Last March, Venezuela’s two most prominent opposition leaders transmitted a video message to Houston, appealing to one of the largest and most influential annual meetings of global energy titans.
“Venezuela represents the greatest untapped opportunity in the world,” said Edmundo González Urrutia, the former ambassador widely seen as the rightful winner of the nation’s disputed 2024 presidential election. Then, his running-mate and architect of the opposition campaign, María Corina Machado, came on screen. Soon there would be a “successful, secure and open society” in the nation that holds the largest petroleum reserves on Earth, she told the oil and energy company executives and government officials who had gathered for S&P Global’s CERAWeek.
It is not clear whether the video did much to enhance the lure of investing in Venezuela for the energy companies, some of which are still owed billions of dollars for the upending of their operations in the nation amid political turmoil nearly two decades ago. The dissidents had no power to make good on their promises—González was in Spain, and Machado, who would be awarded the Nobel Peace Prize later that year, was in seclusion in Venezuela. Both were living under threat of arrest from the government of President Nicolás Maduro.

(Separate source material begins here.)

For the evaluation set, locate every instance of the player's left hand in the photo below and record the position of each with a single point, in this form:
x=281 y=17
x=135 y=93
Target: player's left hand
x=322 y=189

But soon, the oil industry was hearing the same message from a different source. According to POLITICO, President Donald Trump’s administration summoned executives from Exxon Mobil and ConocoPhillips to a meeting in Washington in November to gauge their interest in returning to Venezuela once Maduro was gone. POLITICO’s sources described the oil companies as decidedly unenthusiastic, in light of both their history with Venezuela’s political instability and the surfeit of less risky opportunities they enjoy in the current market.
The prior outreach to the oil industry provides crucial context to Trump’s assurances that the United States’ dramatic raid and capture of Maduro on Jan. 3 would be followed by an oil-fueled rebuilding of the Venezuelan economy. Trump’s rosy forecast has led some to characterize the Maduro operation as a gift to the industry that helped bankroll the president’s return to the White House. But industry experts say oil companies have reason to view the Venezuela opportunity more as a leftover holiday white elephant gift than as a coveted prize.
Trump “seems to have the idea that he can just sort of throw the country open and the companies will come flooding back,” said Samantha Gross, director of the Brookings Institution’s Energy Security and Climate Initiative. “It’s true that there’s no resource risk there—we know the resources are there—but the political risk and the financial risk are huge.”
On Wednesday, multiple publications reported that Trump is set to meet with executives of several major oil companies at the White House on Friday to discuss Venezuela.